De ringslang is grijs, bruin of olijfgroen met af en toe zwarte vlekjes aan de zijkant. De kop is vaak lichter van kleur met een een herkenbare geelwitte ring. Daarachter zitten twee vlekken, die geel en zwart van kleur zijn. Met een lengte van 90 tot 120 centimeter is het de grootste slang die in Nederland voorkomt. De mannetjes zijn vaak wat kleiner dan de vrouwtjes.
Ringslangen leggen 20-30 eieren in dichte lagen organisch materiaal. Broeierige plaatsen, zoals composthopen, zijn bij uitstek geschikt voor vrouwtjes om hun eieren in af te zetten. Eiafzet vindt in juni en juli plaats. De slangen overwinteren ondergronds of in diepere holtes van oktober tot en met februari.

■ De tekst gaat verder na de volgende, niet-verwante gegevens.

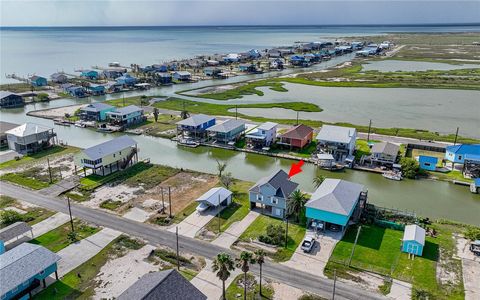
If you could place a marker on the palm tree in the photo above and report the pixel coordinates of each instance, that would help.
(317, 180)
(260, 259)
(243, 262)
(223, 264)
(296, 204)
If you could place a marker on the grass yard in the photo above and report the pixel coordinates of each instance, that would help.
(57, 239)
(296, 234)
(72, 286)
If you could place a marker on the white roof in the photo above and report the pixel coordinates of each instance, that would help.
(215, 196)
(28, 129)
(336, 134)
(414, 233)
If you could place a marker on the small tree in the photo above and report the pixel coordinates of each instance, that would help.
(223, 264)
(260, 259)
(243, 262)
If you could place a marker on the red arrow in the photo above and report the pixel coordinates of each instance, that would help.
(295, 169)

Deze ongevaarlijke slang komt vooral in Midden- en Noord-Nederland voor. Hij jaagt met name op amfibieën en is dan ook altijd in en rondom water te vinden. Bij gebrek aan gif heeft deze slang een ander verdedigingsmechanisme ontwikkeld. Als hij wordt aangevallen of zich bedreigd voelt, kan hij voor dood spelen en een stinkende stof uitscheiden, die een beetje naar rotte vis ruikt.